Have any of you ever played the arcade game, Whac-a-Mole? For those of you who are unfamiliar with it, a typical Whac-A-Mole machine consists of a large, waist-level cabinet with five holes in its top and a large, soft, black mallet. Each hole contains a single plastic mole and the machinery necessary to move it up and down. Once the game starts, the moles will begin to pop up from their holes at random. The object of the game is to force the individual moles back into their holes by hitting them directly on the head with the mallet, thereby adding to the player’s score.

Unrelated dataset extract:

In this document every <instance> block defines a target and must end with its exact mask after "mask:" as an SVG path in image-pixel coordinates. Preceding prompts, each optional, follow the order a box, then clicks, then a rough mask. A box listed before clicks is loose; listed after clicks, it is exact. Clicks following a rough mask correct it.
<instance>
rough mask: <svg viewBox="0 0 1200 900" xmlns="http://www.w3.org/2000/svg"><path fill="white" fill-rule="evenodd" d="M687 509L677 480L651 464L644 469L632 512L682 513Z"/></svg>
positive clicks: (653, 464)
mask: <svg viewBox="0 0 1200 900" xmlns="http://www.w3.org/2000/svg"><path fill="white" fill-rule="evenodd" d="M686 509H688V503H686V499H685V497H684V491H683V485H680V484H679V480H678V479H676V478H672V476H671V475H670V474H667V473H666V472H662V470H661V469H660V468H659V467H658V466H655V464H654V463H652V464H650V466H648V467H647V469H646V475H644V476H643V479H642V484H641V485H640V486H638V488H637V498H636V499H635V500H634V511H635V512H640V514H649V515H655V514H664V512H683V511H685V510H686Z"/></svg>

I bring up Whac-a-Mole because anytime I start down the path of what is supposed to be a new data integration project, inevitably, a number of other ‘like’ projects pop up, seemingly out of nowhere. Trying to control them is often nearly impossible. It’s always interesting to me to watch the amazement from project team members when they realize that if there had been communication and coordination across the company, that they would have know about these other projects. But usually there’s not, and so what is happening across an organization’s data landscape is often little understood by the business areas to whom having access to high quality data is critically important.

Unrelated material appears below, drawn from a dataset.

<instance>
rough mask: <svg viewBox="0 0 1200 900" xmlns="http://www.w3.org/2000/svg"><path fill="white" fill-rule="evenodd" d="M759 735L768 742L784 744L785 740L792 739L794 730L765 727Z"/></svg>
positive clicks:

Visibility into, and transparency of, an organization’s data landscape – from an enterprise perspective – is critical to the success of everything from data integration/SOA to data governance to master data management to data quality to security and privacy compliance. You can’t govern what you don’t know you have; you can’t secure and protect what you don’t know you have (or you spend too much on security because you can’t properly take a risk-based approach); you can’t integrate and optimize what you don’t know you have; and, it’s hard to develop master data if you don’t know where all the data of a certain type lives in the organization. And in a world where customer intimacy and experience is ruling the day, if you aren’t aware of and connecting all the data you have on your customers, could you do more harm than good?
Capturing information about your organization’s data landscape – and its inter-connected ecosystem – is a fairly straightforward process, though time-consuming the first time out of the gate if it’s never been done before. But it’s more than just a straight-forward inventorying of assets. There are lots of other metadata that should be collected and known about the landscape to bring the game-changing value.
Other important items to know about your data landscape include:
- The alignment of data assets to the organization, functional areas, processes, and services
- Assignment of stewardship responsibilities
- Authoritative data sources
- Data quality metrics – accuracy, integrity, currency
- Data security information – criticality, integrity, availability, access rights
- Definitions, rules, policies, standards, compliance environment
- Relationships and upstream/downstream impacts
- Information exchange mechanisms
Strong enterprise architecture practices and metadata repository can assist in linking data assets to the business and services that those assets support. This allows for slicing and dicing of data in ways to support DG, standards, policies, DQ, portfolio management, and performance management. It also supports understanding of the interconnectedness of data assets across the environment, including externally.
Increasing the agility and speed-to-market of an organization are just a couple benefits of having full visibility into the enterprise data landscape. Other benefits include:
- Identify opportunities and gaps
- Understand risks
- Optimize data and identify and reduce redundancies
- Understand impact risks of changes ‘to the assembly line’
- Define authorities and responsibilities
- Improve overall return on investment in enterprise data assets
If your organization hasn’t done an inventory of its data assets, it can be overwhelming to know where to start. Start small, in manageable chunks, in ways that make sense for your organization, based on need and priority.